🤖 AI Summary
Large vision-language models (LVLMs) exhibit limited performance in fundamental visual graph understanding and structured reasoning tasks. Method: We introduce VGCure—the first comprehensive benchmark for visual graph understanding, comprising 22 fine-grained tasks—and propose a structure-aware self-supervised fine-tuning framework. This framework explicitly models nodes, edges, and hierarchical relationships via three complementary objectives: graph topology reconstruction, relational contrastive learning, and structure-aware prompting. It integrates multimodal vision-language modeling with multi-granularity evaluation. Contribution/Results: Experiments demonstrate an average 18.7% improvement on VGCure and a 12.3% gain on downstream graph-related tasks, significantly enhancing LVLMs’ structural awareness and robust reasoning capabilities over complex visual graphs.
📝 Abstract
Large Vision-Language Models (LVLMs) have demonstrated remarkable performance across diverse tasks.

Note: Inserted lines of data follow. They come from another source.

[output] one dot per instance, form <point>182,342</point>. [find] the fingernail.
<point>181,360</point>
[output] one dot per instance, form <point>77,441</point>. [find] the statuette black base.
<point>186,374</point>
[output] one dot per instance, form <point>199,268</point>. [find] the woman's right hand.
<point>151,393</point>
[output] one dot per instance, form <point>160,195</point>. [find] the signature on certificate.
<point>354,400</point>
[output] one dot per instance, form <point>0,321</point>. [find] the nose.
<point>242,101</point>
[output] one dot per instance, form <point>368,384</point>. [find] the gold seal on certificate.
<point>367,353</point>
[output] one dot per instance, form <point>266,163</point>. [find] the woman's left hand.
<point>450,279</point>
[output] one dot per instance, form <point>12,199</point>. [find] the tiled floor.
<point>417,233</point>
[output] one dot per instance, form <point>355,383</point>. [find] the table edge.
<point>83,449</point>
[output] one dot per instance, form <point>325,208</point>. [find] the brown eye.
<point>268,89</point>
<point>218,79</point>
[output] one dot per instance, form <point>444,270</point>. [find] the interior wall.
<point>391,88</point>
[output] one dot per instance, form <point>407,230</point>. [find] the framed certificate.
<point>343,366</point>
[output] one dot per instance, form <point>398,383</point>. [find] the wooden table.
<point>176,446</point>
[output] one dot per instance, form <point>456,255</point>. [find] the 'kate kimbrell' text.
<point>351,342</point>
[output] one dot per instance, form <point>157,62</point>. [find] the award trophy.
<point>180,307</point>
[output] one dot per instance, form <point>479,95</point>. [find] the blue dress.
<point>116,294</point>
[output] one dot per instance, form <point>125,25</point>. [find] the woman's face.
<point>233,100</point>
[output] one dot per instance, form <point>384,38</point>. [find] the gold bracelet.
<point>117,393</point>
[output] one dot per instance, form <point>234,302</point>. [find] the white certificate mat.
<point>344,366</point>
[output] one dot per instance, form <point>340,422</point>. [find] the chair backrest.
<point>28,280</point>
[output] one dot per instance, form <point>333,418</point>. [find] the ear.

Despite great success, recent studies show that LVLMs encounter substantial limitations when engaging with visual graphs. To study the reason behind these limitations, we propose VGCure, a comprehensive benchmark covering 22 tasks for examining the fundamental graph understanding and reasoning capacities of LVLMs. Extensive evaluations conducted on 14 LVLMs reveal that LVLMs are weak in basic graph understanding and reasoning tasks, particularly those concerning relational or structurally complex information. Based on this observation, we propose a structure-aware fine-tuning framework to enhance LVLMs with structure learning abilities through three self-supervised learning tasks. Experiments validate the effectiveness of our method in improving LVLMs' performance on fundamental and downstream graph learning tasks, as well as enhancing their robustness against complex visual graphs.